Das 16-jährige Heimkind Lilly-Marie (Dilara Aylin Ziem) wird tot aus einem See geborgen. In der Nacht zuvor war das Mädchen mit ihrem Freund und Heimkollegen Pascal (Florian Geißelmann) aus der Wohnanlage ausgebüxt. Das Kinderheim unter der Leitung von Saskia Rühe (Silvina Buchbauer) heißt ebenso wie dieser Fall. Der "Tatort"-Krimi "Siebenschläfer" ist der erste Dresdener Fall ohne die im Februar ausgeschiedene Karin Gorniak (Karin Hanczewski). Sie hat das Format mit dem "Tatort: Herz der Dunkelheit" verlassen. Wie man auch an der vor kurzem gestarteten deutschen Disney-Serie "Call My Agent: Berlin" sehen kann, in der Hanczewski eine Schauspielagentin zum Niederknien spielt, ist es ein großer Verlust für den Dresden-Krimi.
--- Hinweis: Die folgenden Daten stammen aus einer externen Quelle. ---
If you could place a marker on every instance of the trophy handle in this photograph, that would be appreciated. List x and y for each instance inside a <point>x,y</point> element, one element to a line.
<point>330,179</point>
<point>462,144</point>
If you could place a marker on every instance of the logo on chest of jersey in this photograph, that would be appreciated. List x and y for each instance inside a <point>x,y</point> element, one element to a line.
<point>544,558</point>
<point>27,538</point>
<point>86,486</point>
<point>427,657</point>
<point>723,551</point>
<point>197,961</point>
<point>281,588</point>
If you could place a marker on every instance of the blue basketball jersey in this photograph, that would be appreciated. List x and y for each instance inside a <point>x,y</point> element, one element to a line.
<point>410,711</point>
Der hat im Plot aber noch ganz andere Probleme: Es herrscht Fachkräftemangel, wohin man schaut. Weil Schnabel (Martin Brambach) keinen Ersatz für Gorniak bekommt, muss er selbst mit Kommissarin Winkler (Cornelia Gröschel) rausfahren und Zeugen befragen. Dass sich der sächselnde Chef im Kinderheim alles andere als wohlfühlt, wird auch schnell offenbar.

Das "Siebenschläfer" wäre wohl ein Vorzeigeheim, hätte es nicht mit krassen Personalproblemen zu kämpfen. Neben Chefin Saskia Rühe kümmern sich noch Erzieherin Jasmin Hoffmann (Aysha Joy Samuel) und der knorrige alte Hausmeister Erwin Miersch (Elmar Gutmann) um die Kinder. Obwohl diese relativ ruhig scheinen (bis auf den unberechenbaren Pascal, den kaum jemand leiden konnte), sucht man händeringend nach Verstärkung.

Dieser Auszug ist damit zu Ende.